Distribution of the minimum of $ 5 $numbers drawn out of $ 1,...,13$ urn with returns

Question

An urn contains $10$ white balls, marked by the numbers $ 1, 2, . . . , 10$, and $3$ blue balls, marked by $11, 12, 13$. $5$ balls are drawn randomly

a) With replacement.

b) Without replacement.

Find the distribution of the minimum of the numbers marked on the balls.

I started a) by marking $\{x\}_{i=1}^5$ the result received at stage $i$.

As $ x= \min{\{x\}_{i=1}^5}$ and $k$ is the minimum number drawn, we could say that:

$P(x\le k) = P(\min{\{x\}_{i=1}^5} \ge k) =* $

• Because $ {\{x\}_{i=1}^5} \ge \min{\{x\}_{i=1}^5} \ge k $ then $ {\{x\}_{i=1}^5} \ge k $

= $ P((x_1\ge k) \cap (x_2\ge k) \cap...\cap (x_5\ge k)) = *$

• The Balls are independent

= $ \prod_1^5P(x_i \ge k) = * $

• $ P(x_i \ge k)= \frac{13-k}{13}$

$ (1- \frac{k}{13})^5. $

Am I on the right path?

Thanks in advance.

Answer 1

Clearly, the ball color is irrelevant as the problem is posed.
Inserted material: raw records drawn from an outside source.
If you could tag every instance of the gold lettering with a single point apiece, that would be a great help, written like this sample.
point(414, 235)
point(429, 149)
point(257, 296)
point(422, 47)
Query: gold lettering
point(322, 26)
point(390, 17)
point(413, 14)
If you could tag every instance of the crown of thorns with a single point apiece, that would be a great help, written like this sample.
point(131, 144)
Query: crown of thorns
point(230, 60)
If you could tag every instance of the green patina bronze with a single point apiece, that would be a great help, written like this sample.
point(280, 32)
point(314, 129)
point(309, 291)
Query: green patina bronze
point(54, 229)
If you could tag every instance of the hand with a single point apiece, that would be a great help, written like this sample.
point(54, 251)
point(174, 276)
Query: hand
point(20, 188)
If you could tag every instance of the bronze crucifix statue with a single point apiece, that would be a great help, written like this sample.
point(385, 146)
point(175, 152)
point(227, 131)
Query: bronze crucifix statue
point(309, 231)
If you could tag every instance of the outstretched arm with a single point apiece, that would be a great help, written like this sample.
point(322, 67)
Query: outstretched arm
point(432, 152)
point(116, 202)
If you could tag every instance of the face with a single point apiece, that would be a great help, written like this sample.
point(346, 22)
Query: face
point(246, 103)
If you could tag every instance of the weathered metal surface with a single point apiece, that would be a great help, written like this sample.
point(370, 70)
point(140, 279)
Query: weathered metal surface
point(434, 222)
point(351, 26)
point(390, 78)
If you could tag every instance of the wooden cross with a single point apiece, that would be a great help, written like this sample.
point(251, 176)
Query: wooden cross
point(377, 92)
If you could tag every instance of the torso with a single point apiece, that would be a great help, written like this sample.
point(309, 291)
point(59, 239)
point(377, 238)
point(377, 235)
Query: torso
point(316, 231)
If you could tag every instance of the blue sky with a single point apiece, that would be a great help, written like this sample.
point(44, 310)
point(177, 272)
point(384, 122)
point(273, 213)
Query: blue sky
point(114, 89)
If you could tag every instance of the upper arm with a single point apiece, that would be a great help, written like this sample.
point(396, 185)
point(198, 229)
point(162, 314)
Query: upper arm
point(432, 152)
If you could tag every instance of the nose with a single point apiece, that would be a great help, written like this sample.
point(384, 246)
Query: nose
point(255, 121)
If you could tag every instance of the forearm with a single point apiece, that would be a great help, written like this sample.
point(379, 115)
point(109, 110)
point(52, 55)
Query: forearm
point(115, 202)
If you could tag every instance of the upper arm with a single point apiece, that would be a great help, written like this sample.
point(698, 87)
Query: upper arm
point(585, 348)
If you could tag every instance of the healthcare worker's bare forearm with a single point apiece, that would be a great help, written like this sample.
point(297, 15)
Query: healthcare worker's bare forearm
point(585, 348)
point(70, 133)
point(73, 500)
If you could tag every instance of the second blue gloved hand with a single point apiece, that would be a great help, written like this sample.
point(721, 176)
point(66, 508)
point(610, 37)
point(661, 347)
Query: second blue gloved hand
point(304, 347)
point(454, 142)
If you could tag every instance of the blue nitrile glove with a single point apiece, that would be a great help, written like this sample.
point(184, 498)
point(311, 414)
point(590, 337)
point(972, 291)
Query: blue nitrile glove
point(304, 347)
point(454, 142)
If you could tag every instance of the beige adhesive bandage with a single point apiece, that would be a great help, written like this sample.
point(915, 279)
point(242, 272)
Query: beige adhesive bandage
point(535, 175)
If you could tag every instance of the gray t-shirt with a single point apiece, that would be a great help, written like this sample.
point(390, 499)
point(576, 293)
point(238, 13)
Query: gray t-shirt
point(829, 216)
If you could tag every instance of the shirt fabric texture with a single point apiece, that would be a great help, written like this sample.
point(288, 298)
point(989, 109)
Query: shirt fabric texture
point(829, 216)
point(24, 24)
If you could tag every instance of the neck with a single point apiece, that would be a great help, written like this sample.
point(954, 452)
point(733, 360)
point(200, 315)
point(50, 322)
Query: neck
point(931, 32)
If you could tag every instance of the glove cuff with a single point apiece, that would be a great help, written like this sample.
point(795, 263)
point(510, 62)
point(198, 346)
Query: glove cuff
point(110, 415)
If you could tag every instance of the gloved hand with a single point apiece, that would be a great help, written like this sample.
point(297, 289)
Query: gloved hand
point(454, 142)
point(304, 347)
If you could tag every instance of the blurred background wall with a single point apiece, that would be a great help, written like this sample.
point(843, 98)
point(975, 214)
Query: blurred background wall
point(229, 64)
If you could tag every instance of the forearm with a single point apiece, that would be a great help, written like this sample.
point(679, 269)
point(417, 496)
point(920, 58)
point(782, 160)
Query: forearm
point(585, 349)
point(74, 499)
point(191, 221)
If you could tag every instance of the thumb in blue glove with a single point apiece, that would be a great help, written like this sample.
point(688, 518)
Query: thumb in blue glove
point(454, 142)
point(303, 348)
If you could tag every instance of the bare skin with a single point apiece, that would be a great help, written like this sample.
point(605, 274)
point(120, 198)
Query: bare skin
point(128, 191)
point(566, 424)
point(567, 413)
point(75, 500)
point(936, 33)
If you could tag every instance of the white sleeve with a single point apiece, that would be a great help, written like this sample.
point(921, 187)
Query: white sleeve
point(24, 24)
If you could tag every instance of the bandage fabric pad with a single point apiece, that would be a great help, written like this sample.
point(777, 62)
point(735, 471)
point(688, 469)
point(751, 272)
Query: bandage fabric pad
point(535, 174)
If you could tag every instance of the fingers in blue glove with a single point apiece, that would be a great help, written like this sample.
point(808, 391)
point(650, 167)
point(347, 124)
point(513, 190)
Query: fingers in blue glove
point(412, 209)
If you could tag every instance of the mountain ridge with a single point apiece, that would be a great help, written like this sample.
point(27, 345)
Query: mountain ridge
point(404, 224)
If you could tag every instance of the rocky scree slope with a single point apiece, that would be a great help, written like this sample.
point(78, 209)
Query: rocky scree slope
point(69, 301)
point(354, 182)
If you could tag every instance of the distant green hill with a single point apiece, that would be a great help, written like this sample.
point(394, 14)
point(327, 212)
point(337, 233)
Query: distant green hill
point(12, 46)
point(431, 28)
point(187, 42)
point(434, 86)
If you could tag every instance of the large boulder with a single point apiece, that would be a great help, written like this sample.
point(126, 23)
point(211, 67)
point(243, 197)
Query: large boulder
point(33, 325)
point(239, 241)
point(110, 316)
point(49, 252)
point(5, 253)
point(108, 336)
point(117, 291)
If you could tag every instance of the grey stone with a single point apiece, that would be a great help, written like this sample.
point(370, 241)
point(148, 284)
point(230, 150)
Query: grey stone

So let's look at the general case of draws from a discrete uniform distribution on the set $\{1, 2, \ldots, m\}$. In this case, when draws are with replacement, the minimum number drawn is given by the order statistic $$X_{(1)} = \min(X_1, X_2, \ldots, X_k)$$ where each $X_i \sim \operatorname{DiscreteUniform}(1,m)$. Then $$\Pr[X_{(1)} \ge x] = \prod_{i=1}^k \Pr[X_i \ge x] = \left(\frac{m-x+1}{m}\right)^k,$$ hence $$\Pr[X_{(1)} = x] = \Pr[X_{(1)} \ge x] - \Pr[X_{(1)} \ge x+1] = \frac{(m-x+1)^k-(m-x)^k}{m^k}, \quad x=1, 2, \ldots, m.$$

In the case without replacement, let $Y_k$ represent the minimum value observed from a sample of size $k$, with $1 \le k \le m$. Clearly, there are $\binom{m}{k}$ possible distinct (irrespective of order) $k$-subsets that could be observed. Suppose a randomly chosen $k$-subset has the form $$S_k = \{s_1, s_2, \ldots, s_k\}, \quad 1 \le s_1 < s_2 \ldots < s_k \le m.$$ Then $Y_k = s_1$ by construction. How many subsets satisfy $s_1 = y$? There is only one way to choose the first element. Of the rest, there are $\binom{m-y-1}{k-1}$ ways to choose the others; therefore, $$\Pr[Y_k = y] = \frac{\binom{m-y}{k-1}}{\binom{m}{k}}, \quad y = 1, 2, \ldots, m-k+1.$$

Answer 2

Most of what you have in part (a) looks correct; however, I have a couple of points to correct. If $x=\min{X_i}$, then $\mathbb{P}(x\geq k)=\prod\mathbb{P}(X_i\geq k)$. Additionally, $\mathbb{P}(X_i\geq k)=1-\frac{k-1}{13}=\frac{14-k}{13}$, so $\mathbb{P}(x\geq k)=\left(\frac{14-k}{13}\right)^5$.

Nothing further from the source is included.